Severe coronavirus cases can cause viral pneumonia, in which one or both lungs is infected, causing them to become inflamed and filled with fluid. Pneumonia can be treated and typically abates within a matter of weeks, but can damage your lungs, leaving them weakened and more susceptible to other infections after COVID-19. Patients may also experience COVID-related bronchitis or even sepsis, an infection of the blood that causes tissue damage.

What are the symptoms that may persist after coronavirus infection?

One study found that one-in-five COVID-19 patients reported lasting symptoms after having the coronavirus. These include shortness of breath, excessive tiredness and fatigue, and lingering loss of taste and smell. These persistent symptoms are most common in people who are over the age of 50, but can affect patients of all ages.

How can the source of post-COVID symptoms be diagnosed?

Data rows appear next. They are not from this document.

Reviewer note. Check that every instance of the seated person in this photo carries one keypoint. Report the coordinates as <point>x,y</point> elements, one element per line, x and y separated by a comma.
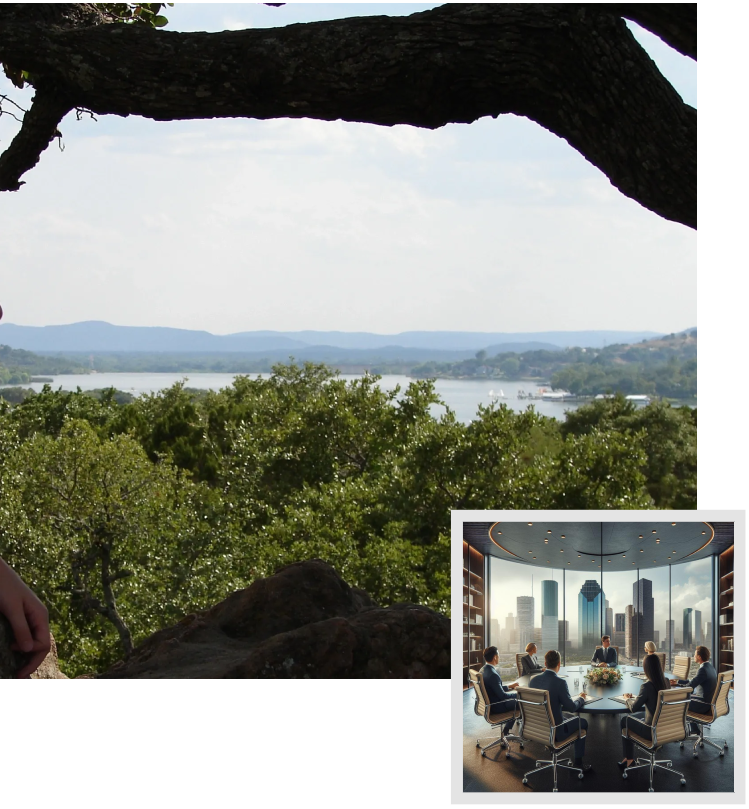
<point>529,662</point>
<point>640,722</point>
<point>559,697</point>
<point>703,685</point>
<point>500,696</point>
<point>606,655</point>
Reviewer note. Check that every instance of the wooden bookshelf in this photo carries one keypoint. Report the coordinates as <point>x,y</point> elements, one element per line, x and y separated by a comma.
<point>725,612</point>
<point>474,614</point>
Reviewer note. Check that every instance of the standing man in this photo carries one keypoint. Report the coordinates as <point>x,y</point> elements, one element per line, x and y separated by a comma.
<point>530,662</point>
<point>501,697</point>
<point>703,684</point>
<point>560,700</point>
<point>605,656</point>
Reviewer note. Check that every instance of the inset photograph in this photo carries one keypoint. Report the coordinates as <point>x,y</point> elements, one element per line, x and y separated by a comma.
<point>598,656</point>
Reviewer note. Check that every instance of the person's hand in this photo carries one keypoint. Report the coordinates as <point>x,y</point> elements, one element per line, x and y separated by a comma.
<point>28,618</point>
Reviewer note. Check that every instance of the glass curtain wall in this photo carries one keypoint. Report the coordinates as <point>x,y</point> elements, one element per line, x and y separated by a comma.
<point>583,600</point>
<point>620,611</point>
<point>691,608</point>
<point>569,611</point>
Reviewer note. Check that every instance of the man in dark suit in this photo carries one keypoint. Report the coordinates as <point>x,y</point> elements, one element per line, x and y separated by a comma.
<point>606,655</point>
<point>559,697</point>
<point>703,684</point>
<point>500,696</point>
<point>530,663</point>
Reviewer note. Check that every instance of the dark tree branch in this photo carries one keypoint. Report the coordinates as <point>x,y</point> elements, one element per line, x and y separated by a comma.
<point>38,129</point>
<point>674,23</point>
<point>573,68</point>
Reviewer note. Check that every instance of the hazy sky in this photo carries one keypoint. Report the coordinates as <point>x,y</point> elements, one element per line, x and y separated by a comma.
<point>690,587</point>
<point>297,224</point>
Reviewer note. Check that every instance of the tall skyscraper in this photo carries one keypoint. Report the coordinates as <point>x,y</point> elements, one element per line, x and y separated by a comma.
<point>589,601</point>
<point>630,635</point>
<point>549,615</point>
<point>688,628</point>
<point>494,634</point>
<point>511,630</point>
<point>619,636</point>
<point>642,601</point>
<point>526,611</point>
<point>608,619</point>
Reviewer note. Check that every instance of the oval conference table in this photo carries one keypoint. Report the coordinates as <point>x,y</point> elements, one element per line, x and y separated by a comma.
<point>628,684</point>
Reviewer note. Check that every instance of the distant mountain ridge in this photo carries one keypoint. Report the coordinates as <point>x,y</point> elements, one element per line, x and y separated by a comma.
<point>98,337</point>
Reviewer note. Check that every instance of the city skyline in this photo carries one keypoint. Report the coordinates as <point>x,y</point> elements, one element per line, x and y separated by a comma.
<point>690,586</point>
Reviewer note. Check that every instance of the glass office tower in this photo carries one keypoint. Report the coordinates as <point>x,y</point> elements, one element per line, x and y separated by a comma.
<point>549,615</point>
<point>589,603</point>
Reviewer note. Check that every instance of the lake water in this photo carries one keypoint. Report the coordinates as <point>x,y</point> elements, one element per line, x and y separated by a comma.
<point>462,395</point>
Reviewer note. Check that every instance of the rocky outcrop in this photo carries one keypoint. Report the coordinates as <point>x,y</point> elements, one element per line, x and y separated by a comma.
<point>11,661</point>
<point>303,622</point>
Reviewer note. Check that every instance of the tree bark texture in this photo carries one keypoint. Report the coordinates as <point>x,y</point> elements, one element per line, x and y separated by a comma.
<point>575,69</point>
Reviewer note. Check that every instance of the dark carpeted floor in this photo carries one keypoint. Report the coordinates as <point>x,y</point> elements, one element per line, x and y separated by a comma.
<point>494,773</point>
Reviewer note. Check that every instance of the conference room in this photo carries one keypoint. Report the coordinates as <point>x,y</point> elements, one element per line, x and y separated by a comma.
<point>599,656</point>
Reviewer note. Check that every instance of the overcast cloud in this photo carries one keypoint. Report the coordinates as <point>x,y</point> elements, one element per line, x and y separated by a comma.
<point>241,225</point>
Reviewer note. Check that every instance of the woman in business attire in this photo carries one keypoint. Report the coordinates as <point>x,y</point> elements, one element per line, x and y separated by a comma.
<point>641,721</point>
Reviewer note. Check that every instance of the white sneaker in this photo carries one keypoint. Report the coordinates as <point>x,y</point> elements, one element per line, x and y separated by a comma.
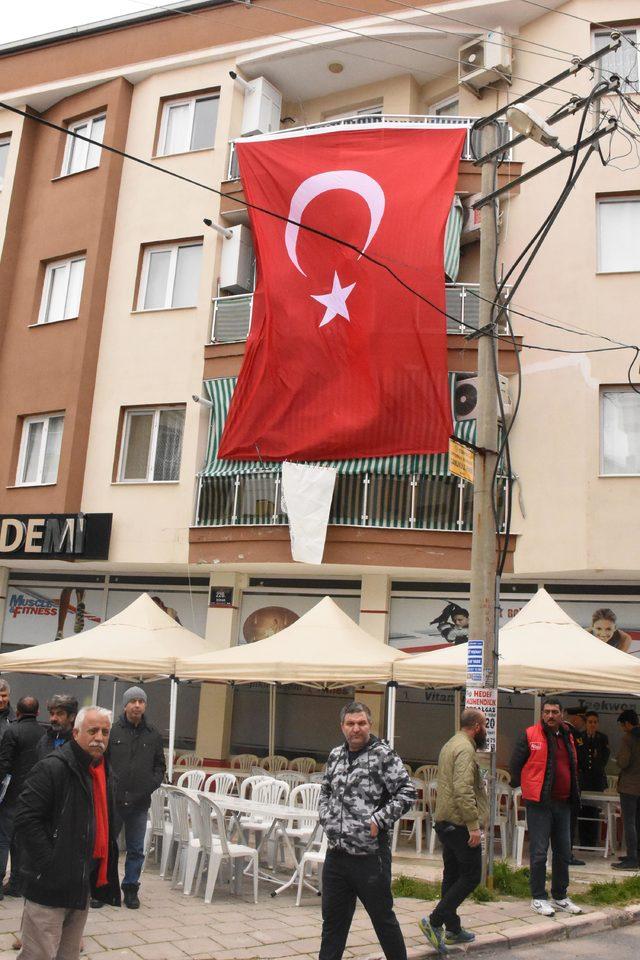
<point>567,905</point>
<point>543,907</point>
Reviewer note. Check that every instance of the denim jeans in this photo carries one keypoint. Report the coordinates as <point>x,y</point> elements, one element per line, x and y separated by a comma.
<point>347,878</point>
<point>630,808</point>
<point>462,874</point>
<point>135,826</point>
<point>549,823</point>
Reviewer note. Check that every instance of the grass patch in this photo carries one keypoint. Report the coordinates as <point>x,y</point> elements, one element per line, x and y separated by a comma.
<point>612,894</point>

Diagnosis will depend on the condition and symptoms being exhibited after COVID. An x-ray may show lung inflammation, one of the common residual symptoms of the coronavirus. A CT scan of the chest should be performed if you are experiencing persistent severe shortness of breath.

What will be seen on the CT scan if COVID has affected lung health?

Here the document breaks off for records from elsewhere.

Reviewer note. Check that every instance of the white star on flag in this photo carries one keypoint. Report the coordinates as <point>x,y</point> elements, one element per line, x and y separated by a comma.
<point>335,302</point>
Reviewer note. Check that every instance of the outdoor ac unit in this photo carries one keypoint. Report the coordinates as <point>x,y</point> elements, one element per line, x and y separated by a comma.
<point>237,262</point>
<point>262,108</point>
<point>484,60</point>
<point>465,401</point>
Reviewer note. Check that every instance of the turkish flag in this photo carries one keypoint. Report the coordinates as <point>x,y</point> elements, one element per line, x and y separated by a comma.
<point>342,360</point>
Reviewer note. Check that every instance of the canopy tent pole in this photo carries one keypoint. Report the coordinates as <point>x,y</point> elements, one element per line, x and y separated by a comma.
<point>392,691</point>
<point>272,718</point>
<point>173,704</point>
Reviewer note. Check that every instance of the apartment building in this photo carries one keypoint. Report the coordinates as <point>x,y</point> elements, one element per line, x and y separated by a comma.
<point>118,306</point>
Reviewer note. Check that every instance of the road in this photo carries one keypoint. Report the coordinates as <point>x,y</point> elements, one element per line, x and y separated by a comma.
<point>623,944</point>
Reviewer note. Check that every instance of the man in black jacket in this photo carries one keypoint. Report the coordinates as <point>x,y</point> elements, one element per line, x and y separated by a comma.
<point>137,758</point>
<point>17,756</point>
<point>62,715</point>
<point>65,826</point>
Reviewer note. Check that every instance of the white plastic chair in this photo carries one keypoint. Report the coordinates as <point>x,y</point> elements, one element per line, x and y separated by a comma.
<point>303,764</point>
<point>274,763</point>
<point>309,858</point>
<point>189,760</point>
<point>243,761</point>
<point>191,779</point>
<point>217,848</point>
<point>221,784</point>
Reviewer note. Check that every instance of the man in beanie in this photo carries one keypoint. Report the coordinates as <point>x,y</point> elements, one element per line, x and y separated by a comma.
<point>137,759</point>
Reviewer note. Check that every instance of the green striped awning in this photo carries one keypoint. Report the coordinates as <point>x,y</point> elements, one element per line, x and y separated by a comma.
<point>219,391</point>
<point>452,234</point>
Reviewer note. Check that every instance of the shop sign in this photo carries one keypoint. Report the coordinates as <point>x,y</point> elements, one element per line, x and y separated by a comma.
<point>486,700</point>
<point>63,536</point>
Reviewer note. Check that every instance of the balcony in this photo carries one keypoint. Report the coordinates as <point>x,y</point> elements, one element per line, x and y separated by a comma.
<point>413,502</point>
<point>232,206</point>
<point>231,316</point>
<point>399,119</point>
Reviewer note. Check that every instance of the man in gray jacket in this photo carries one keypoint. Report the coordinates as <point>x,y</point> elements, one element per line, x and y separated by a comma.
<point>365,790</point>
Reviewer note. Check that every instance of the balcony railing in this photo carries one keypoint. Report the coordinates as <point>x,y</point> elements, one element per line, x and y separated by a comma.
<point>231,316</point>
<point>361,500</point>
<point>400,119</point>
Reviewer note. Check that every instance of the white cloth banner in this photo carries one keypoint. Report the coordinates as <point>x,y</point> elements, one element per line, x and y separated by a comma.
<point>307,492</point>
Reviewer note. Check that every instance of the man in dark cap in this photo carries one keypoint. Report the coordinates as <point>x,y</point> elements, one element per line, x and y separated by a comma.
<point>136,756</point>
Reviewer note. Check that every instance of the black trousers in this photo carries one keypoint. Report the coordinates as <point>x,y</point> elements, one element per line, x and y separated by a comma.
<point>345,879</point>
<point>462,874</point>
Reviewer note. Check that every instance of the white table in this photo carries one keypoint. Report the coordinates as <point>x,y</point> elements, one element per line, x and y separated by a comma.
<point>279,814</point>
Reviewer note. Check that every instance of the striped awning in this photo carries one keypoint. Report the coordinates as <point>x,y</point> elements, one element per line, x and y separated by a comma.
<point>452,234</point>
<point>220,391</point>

If you are experiencing difficulty breathing or other respiratory issues following the coronavirus, a scan may show scar tissue and signs of chronic inflammation and decreased lung capacity. A CT chest scan after severe coronavirus may reveal excessive scarring of lung tissue and significantly impeded lung capacity.

What can I do to strengthen my lungs after COVID?

Treatment will depend on the type and severity of any lingering effects on the lungs. Your doctor may refer you to a lung specialist, physical therapist, or cardiologist to create a plan of care. Pulmonary rehabilitation under physician supervision may be done to strengthen damaged lungs. Lifestyle modifications may also help. You should return to exercise only after you have gotten the go-ahead from your doctor, and make sure to work your way back up to fitness slowly, as over-exertion may be dangerous.

Deep belly breathing may be recommended by your doctor. This can strengthen diaphragm muscles that became weakened by a COVID infection. “Don’t underestimate the practice of simple deep breathing,” Christina Rogers, a registered respiratory therapist, told the Cedars-Sinai blog. “Most people only use a small part of their lung capacity. By increasing the length of your inhalations and exhalations, you can increase your lung capacity and strengthen your breathing, which improves the exchange of oxygen and carbon dioxide, ultimately improving lung capacity.”

Deep breathing includes slow breathing into your stomach, followed by slow exhales. The first phase includes deep breathing while on your back with bent knees, then on your stomach, then sitting, then standing. Each phase should be taken one at a time, and you should only proceed to the next phase if your lung capacity allows it. Take these exercises slowly and stop if you feel dizziness or chest pain. Follow along with the Johns Hopkins medical guide to breathing exercises for a full tutorial. Other exercises include humming as well as yawning.

Once you’ve rebuilt some strength and get clearance from your doctor, slowly start working cardio exercises into your routine.

The best defense against COVID remains avoiding it, so continue to wash your hands, get vaccinated, and follow CDC guidelines. However, if you have had the coronavirus and are still experiencing symptoms such as excessive fatigue or difficulty breathing, notify a doctor as soon as possible. Post-COVID respiratory illness can be treated or managed but the longer it goes ignored, the more likely it is to cause serious long-term problems.